Ocean Blvd isn’t without fault, though, and its most common (and valid criticism) is its length. At 77 minutes, it’s her longest record yet, and with several songs hovering around 5-6 minutes, it’s not necessarily an easy listen. Two interludes bookend “A&W”, the first of which is a recording from a preaching sermon by Judah Smith, who is so passionate about the danger of lust in today’s society you’d think he was a student of Jenny Fields from The World According to Garp. Further down in the tracklist, too, there are some pretty obvious cuts: “Fishtail” has clever observations about the romanticization of depression and other mental illnesses, but its odd autotune doesn’t help its message. The closing track, “Taco Truck x VB”, features the long-awaited heavier version of fan-favorite song “Venice Bitch”, but its rendition isn’t drastically different, and leaves the feeling that a stronger closer would have been “Let The Light In” or “Margaret.”

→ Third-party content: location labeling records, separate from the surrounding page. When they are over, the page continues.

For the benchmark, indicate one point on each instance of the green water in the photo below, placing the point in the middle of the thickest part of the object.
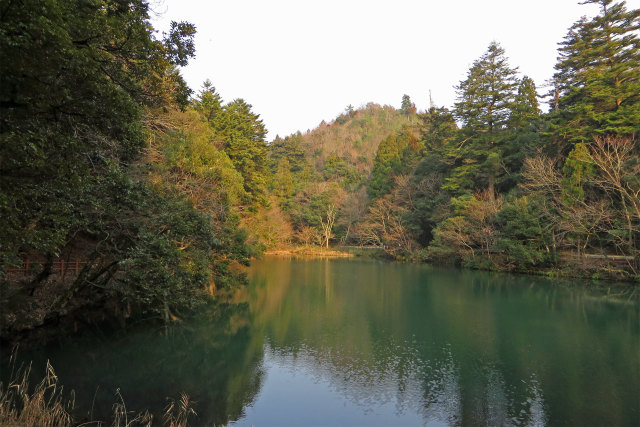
(349, 342)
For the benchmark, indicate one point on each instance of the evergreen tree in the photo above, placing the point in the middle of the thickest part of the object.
(485, 101)
(598, 77)
(208, 103)
(243, 137)
(525, 107)
(407, 107)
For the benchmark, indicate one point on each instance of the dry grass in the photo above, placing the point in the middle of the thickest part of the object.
(45, 405)
(309, 252)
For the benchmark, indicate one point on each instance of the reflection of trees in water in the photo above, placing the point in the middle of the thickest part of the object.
(431, 350)
(214, 359)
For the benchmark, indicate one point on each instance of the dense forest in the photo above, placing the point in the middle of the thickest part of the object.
(124, 193)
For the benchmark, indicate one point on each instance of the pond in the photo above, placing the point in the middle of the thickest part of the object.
(361, 342)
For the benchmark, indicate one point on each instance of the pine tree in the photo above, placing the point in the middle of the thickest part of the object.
(485, 101)
(525, 107)
(243, 133)
(598, 76)
(208, 102)
(407, 107)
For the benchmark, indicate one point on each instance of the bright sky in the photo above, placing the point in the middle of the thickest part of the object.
(299, 62)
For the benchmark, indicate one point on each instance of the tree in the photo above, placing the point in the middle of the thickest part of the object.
(597, 80)
(242, 135)
(208, 102)
(326, 223)
(525, 108)
(407, 107)
(485, 101)
(74, 79)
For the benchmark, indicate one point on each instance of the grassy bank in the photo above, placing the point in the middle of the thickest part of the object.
(49, 405)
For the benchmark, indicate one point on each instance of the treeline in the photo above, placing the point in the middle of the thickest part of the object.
(496, 183)
(110, 166)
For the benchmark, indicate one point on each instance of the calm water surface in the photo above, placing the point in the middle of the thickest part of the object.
(350, 342)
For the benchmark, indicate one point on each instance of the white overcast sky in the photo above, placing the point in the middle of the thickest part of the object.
(299, 62)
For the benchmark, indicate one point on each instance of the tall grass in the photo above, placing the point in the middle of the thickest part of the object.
(42, 407)
(45, 405)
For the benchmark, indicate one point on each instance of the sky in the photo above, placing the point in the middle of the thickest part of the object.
(299, 62)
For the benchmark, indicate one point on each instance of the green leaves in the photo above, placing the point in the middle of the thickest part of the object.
(597, 79)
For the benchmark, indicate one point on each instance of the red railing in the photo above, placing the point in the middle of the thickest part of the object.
(59, 266)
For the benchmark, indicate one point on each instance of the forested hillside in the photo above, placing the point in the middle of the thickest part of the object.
(494, 182)
(124, 193)
(120, 193)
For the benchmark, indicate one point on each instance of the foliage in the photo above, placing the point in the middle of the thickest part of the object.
(597, 83)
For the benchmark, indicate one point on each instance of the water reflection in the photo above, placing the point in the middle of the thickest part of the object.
(451, 347)
(359, 342)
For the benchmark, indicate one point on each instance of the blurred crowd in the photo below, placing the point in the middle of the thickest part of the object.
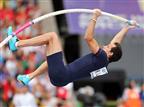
(133, 95)
(40, 92)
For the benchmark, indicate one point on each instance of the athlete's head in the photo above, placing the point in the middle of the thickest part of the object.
(113, 51)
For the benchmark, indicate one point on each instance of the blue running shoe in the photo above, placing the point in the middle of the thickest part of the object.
(24, 79)
(12, 42)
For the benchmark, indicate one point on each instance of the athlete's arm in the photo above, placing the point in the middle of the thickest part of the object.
(121, 35)
(89, 35)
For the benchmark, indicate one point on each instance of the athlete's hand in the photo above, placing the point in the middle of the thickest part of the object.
(132, 24)
(97, 13)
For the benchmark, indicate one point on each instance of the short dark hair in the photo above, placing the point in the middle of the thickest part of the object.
(117, 53)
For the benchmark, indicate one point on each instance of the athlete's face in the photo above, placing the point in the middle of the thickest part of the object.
(107, 49)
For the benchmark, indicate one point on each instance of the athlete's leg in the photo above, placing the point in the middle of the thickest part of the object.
(36, 41)
(53, 45)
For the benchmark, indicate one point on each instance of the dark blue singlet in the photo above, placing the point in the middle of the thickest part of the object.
(61, 75)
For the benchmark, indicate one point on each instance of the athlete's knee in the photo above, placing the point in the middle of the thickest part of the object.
(54, 36)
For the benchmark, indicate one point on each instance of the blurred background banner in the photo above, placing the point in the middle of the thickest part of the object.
(129, 9)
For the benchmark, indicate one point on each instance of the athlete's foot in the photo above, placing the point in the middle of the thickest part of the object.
(13, 41)
(24, 79)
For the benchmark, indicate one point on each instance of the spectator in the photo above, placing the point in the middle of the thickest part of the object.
(131, 96)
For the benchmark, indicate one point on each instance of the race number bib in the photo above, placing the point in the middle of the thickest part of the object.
(98, 72)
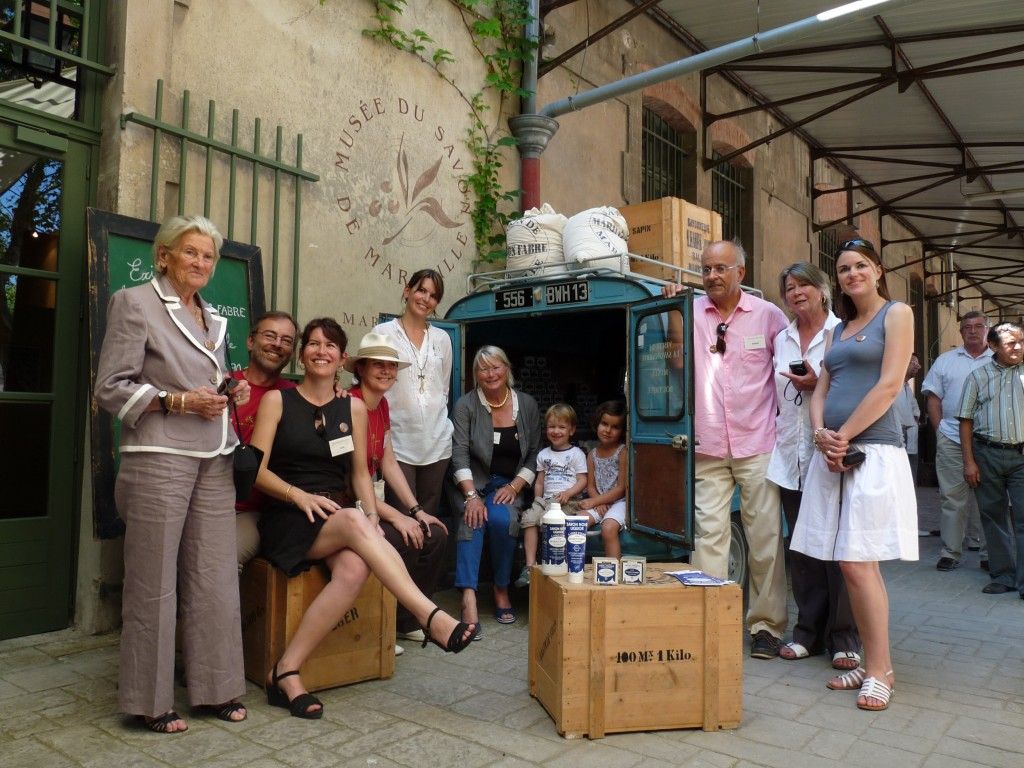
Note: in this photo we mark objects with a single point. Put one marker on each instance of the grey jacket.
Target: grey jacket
(473, 444)
(152, 344)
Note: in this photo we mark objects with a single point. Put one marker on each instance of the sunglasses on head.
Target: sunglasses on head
(856, 243)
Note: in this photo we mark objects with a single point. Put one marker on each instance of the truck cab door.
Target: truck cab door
(660, 397)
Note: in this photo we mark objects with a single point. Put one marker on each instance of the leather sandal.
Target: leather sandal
(224, 711)
(298, 707)
(875, 688)
(160, 725)
(457, 640)
(846, 659)
(793, 650)
(851, 680)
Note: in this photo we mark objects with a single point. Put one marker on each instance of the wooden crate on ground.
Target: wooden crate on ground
(672, 231)
(606, 659)
(360, 647)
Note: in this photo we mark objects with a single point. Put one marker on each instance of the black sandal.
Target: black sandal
(224, 711)
(457, 640)
(160, 725)
(298, 707)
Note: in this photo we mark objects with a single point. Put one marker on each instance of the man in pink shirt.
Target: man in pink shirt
(734, 426)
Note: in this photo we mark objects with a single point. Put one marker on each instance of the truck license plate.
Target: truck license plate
(574, 292)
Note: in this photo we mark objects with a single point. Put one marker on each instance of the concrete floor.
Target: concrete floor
(958, 656)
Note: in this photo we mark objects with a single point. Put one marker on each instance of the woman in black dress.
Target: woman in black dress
(322, 507)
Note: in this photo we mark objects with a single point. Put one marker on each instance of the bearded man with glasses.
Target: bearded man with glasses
(270, 344)
(943, 387)
(734, 426)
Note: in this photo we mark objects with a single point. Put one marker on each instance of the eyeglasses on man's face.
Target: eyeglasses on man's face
(272, 338)
(718, 269)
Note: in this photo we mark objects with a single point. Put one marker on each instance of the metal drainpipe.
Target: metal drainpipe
(534, 130)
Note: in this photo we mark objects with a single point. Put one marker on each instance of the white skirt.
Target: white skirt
(868, 513)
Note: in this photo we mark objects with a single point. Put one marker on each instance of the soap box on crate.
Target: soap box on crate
(673, 231)
(652, 656)
(360, 647)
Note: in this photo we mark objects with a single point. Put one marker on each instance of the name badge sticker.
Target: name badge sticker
(340, 445)
(755, 342)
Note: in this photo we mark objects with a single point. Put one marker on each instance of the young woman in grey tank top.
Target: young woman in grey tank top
(861, 514)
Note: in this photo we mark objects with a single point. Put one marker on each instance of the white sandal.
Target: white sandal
(875, 688)
(851, 680)
(846, 655)
(799, 651)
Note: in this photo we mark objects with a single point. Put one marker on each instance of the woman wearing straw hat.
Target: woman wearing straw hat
(418, 536)
(421, 433)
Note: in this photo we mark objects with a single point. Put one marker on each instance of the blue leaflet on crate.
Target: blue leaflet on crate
(697, 579)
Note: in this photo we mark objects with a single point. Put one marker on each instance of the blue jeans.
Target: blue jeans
(502, 545)
(1001, 474)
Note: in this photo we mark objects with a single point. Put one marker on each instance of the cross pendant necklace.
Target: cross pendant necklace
(422, 369)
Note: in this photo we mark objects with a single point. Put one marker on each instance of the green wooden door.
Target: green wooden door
(43, 196)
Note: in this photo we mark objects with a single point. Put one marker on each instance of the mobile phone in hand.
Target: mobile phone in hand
(853, 458)
(226, 386)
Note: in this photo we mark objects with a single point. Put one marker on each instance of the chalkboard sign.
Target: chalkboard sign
(121, 256)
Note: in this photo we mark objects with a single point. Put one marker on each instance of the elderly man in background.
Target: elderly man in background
(270, 344)
(991, 424)
(734, 425)
(943, 386)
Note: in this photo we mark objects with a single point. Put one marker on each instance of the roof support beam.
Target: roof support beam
(796, 99)
(548, 66)
(709, 163)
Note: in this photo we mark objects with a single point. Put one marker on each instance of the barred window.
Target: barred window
(729, 198)
(827, 243)
(664, 159)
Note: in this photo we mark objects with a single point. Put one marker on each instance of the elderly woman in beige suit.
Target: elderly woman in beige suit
(160, 369)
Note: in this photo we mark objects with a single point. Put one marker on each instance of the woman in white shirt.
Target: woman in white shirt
(824, 622)
(421, 431)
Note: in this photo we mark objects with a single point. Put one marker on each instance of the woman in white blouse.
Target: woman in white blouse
(421, 431)
(824, 622)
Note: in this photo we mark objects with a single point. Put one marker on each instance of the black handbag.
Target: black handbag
(246, 465)
(246, 459)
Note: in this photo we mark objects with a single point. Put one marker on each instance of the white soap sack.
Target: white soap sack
(534, 243)
(599, 236)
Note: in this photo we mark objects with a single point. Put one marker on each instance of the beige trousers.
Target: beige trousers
(179, 557)
(759, 501)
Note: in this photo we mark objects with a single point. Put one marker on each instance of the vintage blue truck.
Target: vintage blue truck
(587, 334)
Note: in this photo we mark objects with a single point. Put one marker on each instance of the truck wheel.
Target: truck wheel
(737, 552)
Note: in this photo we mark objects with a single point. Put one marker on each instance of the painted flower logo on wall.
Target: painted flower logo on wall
(414, 212)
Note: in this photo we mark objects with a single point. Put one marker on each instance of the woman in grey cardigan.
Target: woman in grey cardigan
(495, 444)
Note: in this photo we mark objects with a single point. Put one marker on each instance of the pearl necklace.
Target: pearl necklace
(508, 393)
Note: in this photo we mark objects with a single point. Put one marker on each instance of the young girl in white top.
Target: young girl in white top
(421, 431)
(607, 475)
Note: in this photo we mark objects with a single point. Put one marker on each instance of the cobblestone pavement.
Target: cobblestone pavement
(958, 656)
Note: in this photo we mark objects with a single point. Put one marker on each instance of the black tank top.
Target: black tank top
(301, 456)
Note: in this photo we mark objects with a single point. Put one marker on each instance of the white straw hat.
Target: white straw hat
(376, 347)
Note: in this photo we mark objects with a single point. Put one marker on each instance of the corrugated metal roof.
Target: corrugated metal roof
(982, 102)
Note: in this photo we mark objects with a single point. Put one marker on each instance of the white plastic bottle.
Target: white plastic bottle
(553, 532)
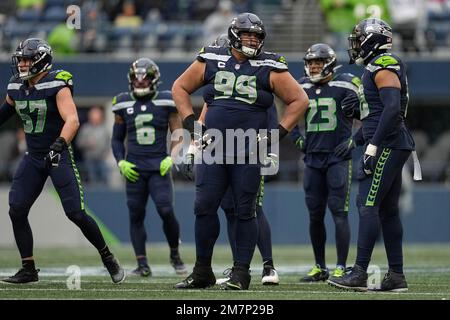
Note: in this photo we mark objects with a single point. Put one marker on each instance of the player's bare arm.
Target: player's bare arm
(292, 94)
(68, 112)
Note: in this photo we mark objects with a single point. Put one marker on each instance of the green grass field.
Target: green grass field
(427, 269)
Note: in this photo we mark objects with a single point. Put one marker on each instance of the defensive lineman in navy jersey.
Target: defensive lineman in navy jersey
(43, 100)
(143, 116)
(383, 109)
(328, 151)
(239, 83)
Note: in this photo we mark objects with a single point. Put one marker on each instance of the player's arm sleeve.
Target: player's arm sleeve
(118, 136)
(390, 97)
(6, 112)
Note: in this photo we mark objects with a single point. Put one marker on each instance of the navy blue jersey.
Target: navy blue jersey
(326, 126)
(371, 106)
(147, 123)
(238, 94)
(37, 108)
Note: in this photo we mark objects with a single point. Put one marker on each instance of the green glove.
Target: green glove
(165, 165)
(126, 169)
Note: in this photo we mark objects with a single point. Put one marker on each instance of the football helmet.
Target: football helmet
(40, 54)
(369, 38)
(323, 52)
(143, 77)
(246, 22)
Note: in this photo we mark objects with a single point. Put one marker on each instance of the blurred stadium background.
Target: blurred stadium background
(109, 35)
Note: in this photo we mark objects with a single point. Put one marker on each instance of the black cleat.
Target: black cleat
(240, 279)
(201, 277)
(393, 282)
(178, 265)
(143, 271)
(115, 271)
(23, 276)
(316, 274)
(355, 280)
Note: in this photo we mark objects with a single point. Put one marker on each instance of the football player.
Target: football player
(328, 152)
(142, 117)
(239, 83)
(388, 144)
(43, 100)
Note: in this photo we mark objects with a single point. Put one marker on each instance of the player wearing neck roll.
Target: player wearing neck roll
(43, 100)
(388, 144)
(143, 117)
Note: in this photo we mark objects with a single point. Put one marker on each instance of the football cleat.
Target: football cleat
(269, 276)
(240, 279)
(393, 282)
(356, 280)
(143, 271)
(201, 277)
(178, 265)
(227, 274)
(316, 274)
(23, 276)
(116, 272)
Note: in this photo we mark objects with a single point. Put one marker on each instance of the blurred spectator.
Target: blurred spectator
(128, 17)
(408, 19)
(218, 21)
(94, 142)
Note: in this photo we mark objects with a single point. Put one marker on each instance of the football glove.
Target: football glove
(370, 159)
(126, 169)
(54, 156)
(344, 149)
(165, 165)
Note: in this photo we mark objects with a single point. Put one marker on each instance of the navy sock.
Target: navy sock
(369, 228)
(246, 238)
(264, 235)
(207, 228)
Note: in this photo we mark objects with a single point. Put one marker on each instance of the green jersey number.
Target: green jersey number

Did you know that there’s a tunnel under Ocean Blvd is a magnum opus of sorts — not immediately gratifying as Norman Fucking Rockwell! but packed with the observation and reflection that makes it one of her deepest and most personal albums to date. Mixed with interesting production amongst beautiful folk cuts, Lana dissects her history with a blade so sharp and a mind so keen it makes sense she emerges a little broken. “Doin’ the hard stuff, I’m doin’ my time,” she admits on the opener, surrounded by a choir, ready to dig into everything that made her the woman she is today — the beautiful and the illicit. But, as they say, that’s how the light shines in.